Times are tough for screenwriters, WGA figures show

To pen a living as a Hollywood screenwriter has always required fortitude and patience. Given the ratio between number of writers and available work, the odds of success are long.

Now it looks like the odds have become a whole lot longer.

Thanks to a recession-driven downturn forcing studios to make fewer movies and TV shows, coupled with a screenwriters strike last year that ground production to a halt, the wordsmiths of Hollywood have seen jobs and income evaporate.

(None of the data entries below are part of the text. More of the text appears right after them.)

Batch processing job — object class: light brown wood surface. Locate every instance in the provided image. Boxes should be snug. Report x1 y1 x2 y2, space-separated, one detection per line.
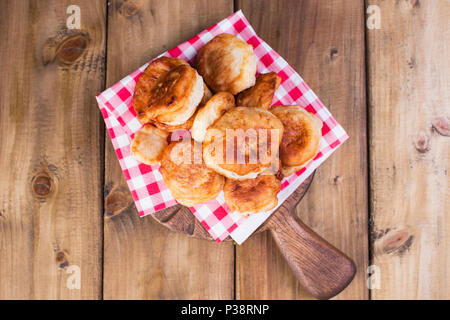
104 0 234 299
236 0 368 299
0 1 105 299
367 0 450 299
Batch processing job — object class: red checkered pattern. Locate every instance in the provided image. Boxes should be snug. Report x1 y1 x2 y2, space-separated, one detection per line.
97 11 348 244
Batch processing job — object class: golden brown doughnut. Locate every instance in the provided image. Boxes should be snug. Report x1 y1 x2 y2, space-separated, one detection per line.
197 33 256 94
203 107 283 180
133 57 204 126
223 174 281 216
270 106 322 175
236 72 281 110
192 92 234 142
131 124 169 165
160 139 224 206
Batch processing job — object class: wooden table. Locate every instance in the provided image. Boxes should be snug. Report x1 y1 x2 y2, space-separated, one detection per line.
0 0 450 299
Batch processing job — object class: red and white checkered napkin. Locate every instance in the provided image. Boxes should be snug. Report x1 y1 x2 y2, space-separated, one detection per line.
97 11 348 244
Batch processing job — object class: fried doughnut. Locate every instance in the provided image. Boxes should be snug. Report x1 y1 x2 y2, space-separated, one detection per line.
160 139 225 207
203 107 283 180
192 92 234 142
223 174 281 216
236 72 281 110
150 84 212 132
270 106 322 176
133 57 204 126
197 33 256 94
131 124 169 165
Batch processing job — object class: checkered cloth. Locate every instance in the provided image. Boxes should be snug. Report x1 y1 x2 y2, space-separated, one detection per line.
97 11 348 244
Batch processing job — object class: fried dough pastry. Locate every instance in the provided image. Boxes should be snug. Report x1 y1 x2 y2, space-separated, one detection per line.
203 107 283 180
270 106 323 176
131 124 169 165
236 72 281 110
192 92 234 142
133 57 204 126
223 174 281 216
150 84 212 132
197 33 256 95
160 139 225 207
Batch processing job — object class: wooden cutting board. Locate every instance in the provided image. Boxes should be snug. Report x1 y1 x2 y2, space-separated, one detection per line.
152 174 356 299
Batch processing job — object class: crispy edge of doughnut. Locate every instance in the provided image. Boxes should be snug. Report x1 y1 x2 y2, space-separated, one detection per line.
147 65 204 126
270 105 323 169
203 107 284 180
223 174 281 216
197 33 257 95
160 139 225 206
133 57 188 124
192 92 235 142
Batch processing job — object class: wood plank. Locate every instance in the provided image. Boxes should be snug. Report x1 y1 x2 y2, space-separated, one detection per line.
367 0 450 299
0 0 106 299
236 0 368 299
104 0 234 299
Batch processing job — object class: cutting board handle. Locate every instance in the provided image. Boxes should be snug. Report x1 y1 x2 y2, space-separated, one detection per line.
269 206 356 299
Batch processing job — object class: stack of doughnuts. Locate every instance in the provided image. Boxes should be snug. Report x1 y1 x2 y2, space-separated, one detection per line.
131 33 322 216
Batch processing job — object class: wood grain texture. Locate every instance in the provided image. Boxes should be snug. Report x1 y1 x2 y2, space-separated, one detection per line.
152 172 314 241
104 0 234 299
367 0 450 299
236 0 368 299
0 0 106 299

That’s the bleak take-away from the annual financial report of the Writers Guild of America, West, the union that represents about 8,000 movie and TV screenwriters. It has been the worst year for writers since at least 2003, with total earnings well below levels of five years ago. According to the WGA, only 4,163 writers reported earnings last year, down 10% from a year earlier, with the total earnings declining 18% to $801.4 million.


Not surprisingly, with a strike that paralyzed the television industry, TV writers took a big hit. Employment in 2008 declined 11% and total earnings dropped 3% to $437.5 million.

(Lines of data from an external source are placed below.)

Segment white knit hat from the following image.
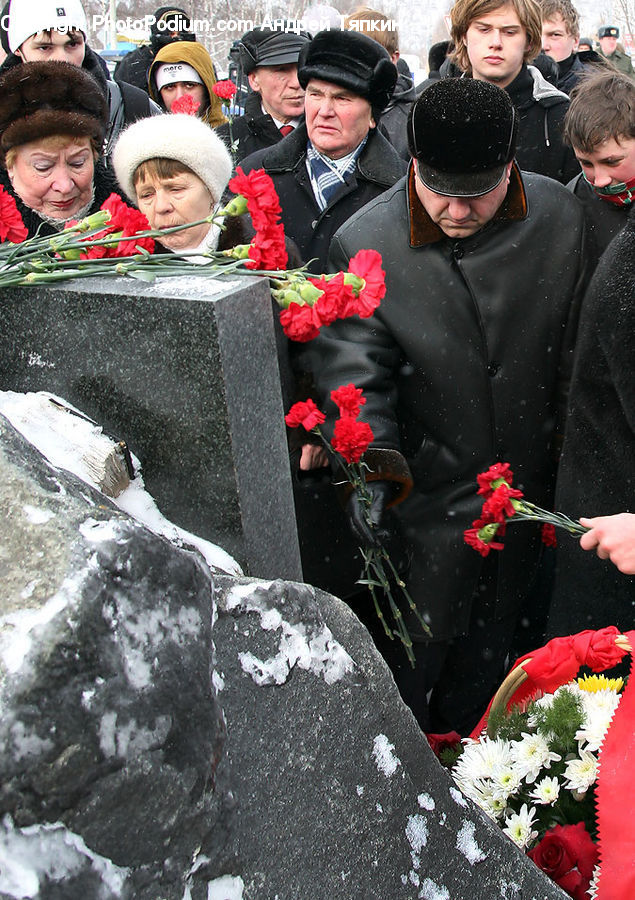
[112,113,232,203]
[7,0,88,53]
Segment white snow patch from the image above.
[406,815,428,853]
[0,572,86,672]
[373,734,401,778]
[225,582,354,685]
[22,503,55,525]
[207,875,245,900]
[450,788,468,809]
[0,816,129,900]
[419,878,450,900]
[456,820,487,866]
[0,392,242,575]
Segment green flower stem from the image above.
[507,499,589,535]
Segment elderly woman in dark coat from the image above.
[0,62,124,237]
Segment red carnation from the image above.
[540,522,558,547]
[331,384,366,419]
[80,194,154,259]
[170,94,201,116]
[463,519,505,556]
[527,822,599,900]
[212,78,237,101]
[476,463,514,497]
[280,303,320,343]
[331,416,373,463]
[284,398,326,431]
[229,166,281,231]
[482,484,523,522]
[348,250,386,319]
[0,185,29,244]
[245,224,287,272]
[309,272,357,325]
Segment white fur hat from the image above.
[7,0,88,53]
[112,113,232,203]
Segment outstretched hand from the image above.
[580,513,635,575]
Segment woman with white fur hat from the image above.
[112,113,242,261]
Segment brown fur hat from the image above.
[0,62,108,163]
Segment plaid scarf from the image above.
[306,135,368,210]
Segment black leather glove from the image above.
[346,481,394,547]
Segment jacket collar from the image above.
[262,122,404,187]
[406,162,527,247]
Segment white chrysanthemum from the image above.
[457,779,507,821]
[452,737,512,786]
[490,763,522,800]
[564,750,598,794]
[575,690,621,750]
[503,803,538,850]
[529,776,560,806]
[512,732,562,784]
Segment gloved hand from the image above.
[346,481,394,547]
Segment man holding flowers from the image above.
[315,78,585,734]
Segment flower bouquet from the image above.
[285,384,430,667]
[464,462,588,556]
[451,626,635,900]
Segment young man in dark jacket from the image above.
[217,25,309,165]
[450,0,579,184]
[242,31,406,273]
[540,0,607,94]
[314,78,585,734]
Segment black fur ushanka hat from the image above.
[298,29,397,120]
[0,62,108,164]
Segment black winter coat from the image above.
[567,172,629,274]
[313,163,584,640]
[548,206,635,637]
[242,124,406,273]
[216,91,294,165]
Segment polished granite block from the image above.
[0,275,302,579]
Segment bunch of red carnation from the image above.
[463,463,588,556]
[67,194,154,259]
[274,250,386,342]
[229,166,288,271]
[285,384,373,463]
[0,185,29,244]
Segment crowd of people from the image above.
[0,0,635,734]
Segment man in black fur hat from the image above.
[242,31,406,272]
[216,21,310,164]
[313,78,585,735]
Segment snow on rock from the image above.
[225,581,354,685]
[456,820,487,866]
[0,391,242,575]
[373,734,401,778]
[207,875,245,900]
[0,816,128,900]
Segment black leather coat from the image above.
[313,163,585,640]
[242,124,406,273]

“For the second half of the year, we found that while WGA series rebounded, the companies responded to the economic downturn by reducing the size of TV series staffs,” the report said.

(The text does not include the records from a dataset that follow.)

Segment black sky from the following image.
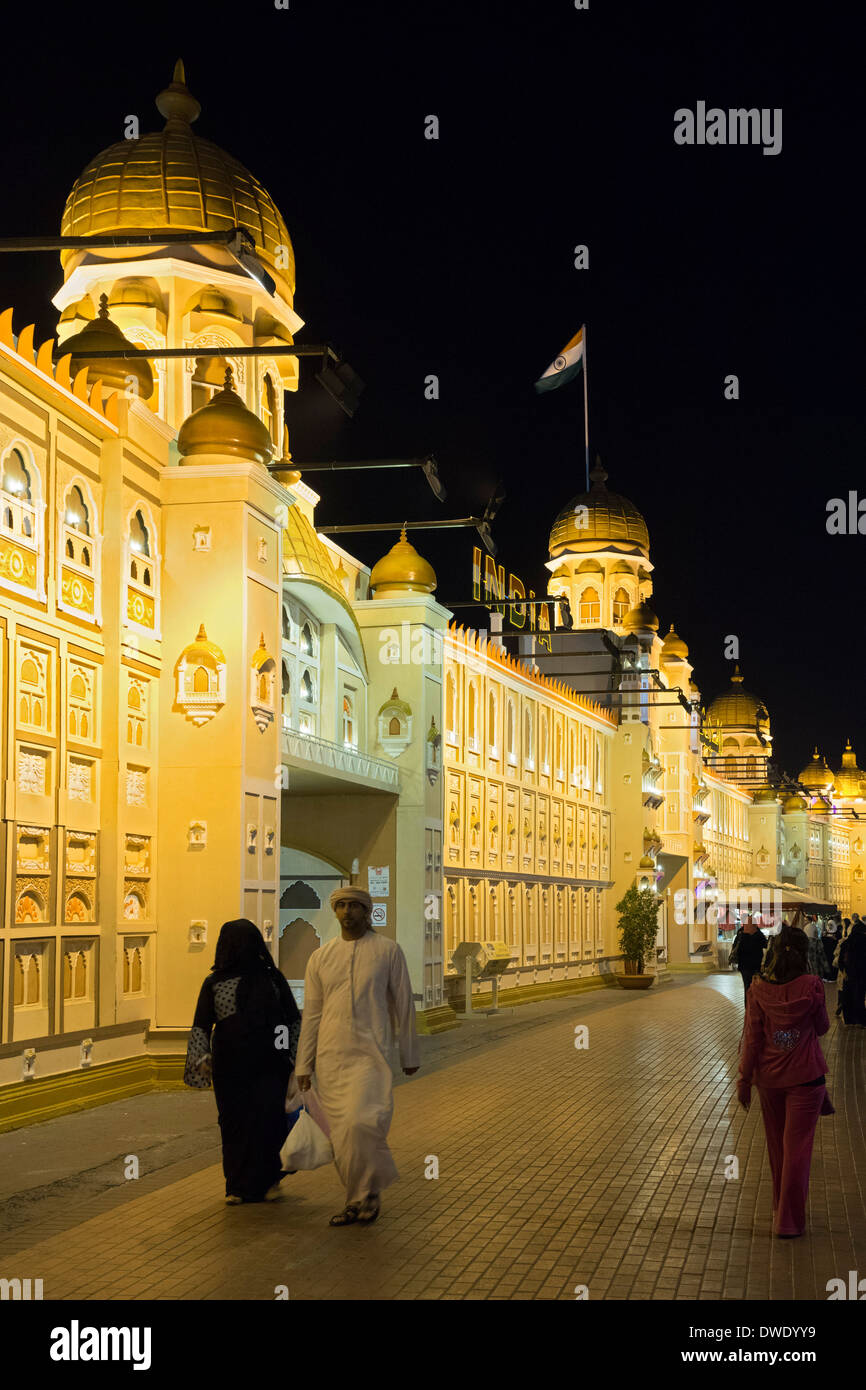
[0,0,866,771]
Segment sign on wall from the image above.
[367,865,391,898]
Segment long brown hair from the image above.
[760,922,809,984]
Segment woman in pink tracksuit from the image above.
[737,926,834,1236]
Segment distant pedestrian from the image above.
[731,916,767,994]
[297,887,418,1226]
[822,917,842,983]
[840,917,866,1029]
[737,926,833,1237]
[183,917,300,1207]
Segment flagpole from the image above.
[584,324,589,492]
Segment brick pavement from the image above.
[0,976,866,1300]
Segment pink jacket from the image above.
[740,974,830,1091]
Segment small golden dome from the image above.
[706,666,770,733]
[60,60,295,303]
[54,295,153,400]
[370,527,436,599]
[178,367,274,464]
[378,685,411,719]
[183,623,225,666]
[623,603,659,632]
[798,748,833,792]
[550,459,649,560]
[662,623,688,662]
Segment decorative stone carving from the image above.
[67,758,93,801]
[67,830,96,876]
[124,878,149,922]
[126,767,147,806]
[124,835,150,874]
[427,716,442,787]
[186,820,207,849]
[175,623,225,726]
[17,826,50,873]
[18,748,47,796]
[250,632,277,734]
[378,685,413,758]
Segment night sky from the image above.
[0,0,866,773]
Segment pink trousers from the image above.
[758,1086,826,1236]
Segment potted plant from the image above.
[614,884,662,990]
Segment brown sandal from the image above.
[357,1193,379,1226]
[328,1202,359,1226]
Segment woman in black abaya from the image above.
[183,919,300,1205]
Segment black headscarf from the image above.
[211,917,300,1023]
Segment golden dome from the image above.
[182,623,225,666]
[54,295,153,400]
[706,666,770,728]
[60,61,295,300]
[550,461,649,560]
[798,748,833,792]
[662,623,688,662]
[370,527,436,599]
[623,603,659,632]
[178,367,274,464]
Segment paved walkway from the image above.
[0,974,866,1300]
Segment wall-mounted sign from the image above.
[473,545,552,652]
[367,865,391,898]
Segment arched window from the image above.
[261,371,279,448]
[445,671,457,734]
[613,589,628,627]
[467,681,478,748]
[343,695,356,748]
[282,661,292,728]
[64,485,90,535]
[577,588,602,623]
[3,449,33,502]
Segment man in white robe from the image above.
[295,888,418,1226]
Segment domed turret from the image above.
[662,623,688,662]
[798,748,833,795]
[834,739,865,798]
[706,666,770,731]
[550,460,649,559]
[54,295,153,400]
[370,527,436,599]
[178,367,274,464]
[623,603,659,632]
[60,61,295,304]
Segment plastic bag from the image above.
[279,1105,334,1173]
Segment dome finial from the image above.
[156,58,202,125]
[589,453,607,488]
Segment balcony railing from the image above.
[282,728,400,791]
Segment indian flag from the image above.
[535,328,584,391]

Even harder hit were movie writers, who saw employment drop 14% and total income plunge 30% to $361 million. The guild blamed the sharp downturn on “pre-strike stockpiling” and a decision by the studios to release fewer movies in response to the weakening economy.

Although the WGA said declines in union dues were offset by improved collections and higher residuals from reuse of TV shows overseas, the guild ended the fiscal year with a $5.1-million deficit because of “investment losses caused by the struggling economy.”


Hollywood’s actors also have been buffeted by similar circumstances. The Screen Actors Guild and American Federation of Television and Radio Artists both experienced deficits in the last fiscal year largely because of a decline in investment income. The actors unions, however, do not release earnings reports similar to the writers guild’s.

The weak job market has deepened anxiety among the writers guild’s members, who are getting ready to elect a new leader.

The heated election pits writer-producer John Wells, a former guild president, against the guild’s secretary-treasurer, Elias Davis, who has the backing of outgoing President Patric M. Verrone.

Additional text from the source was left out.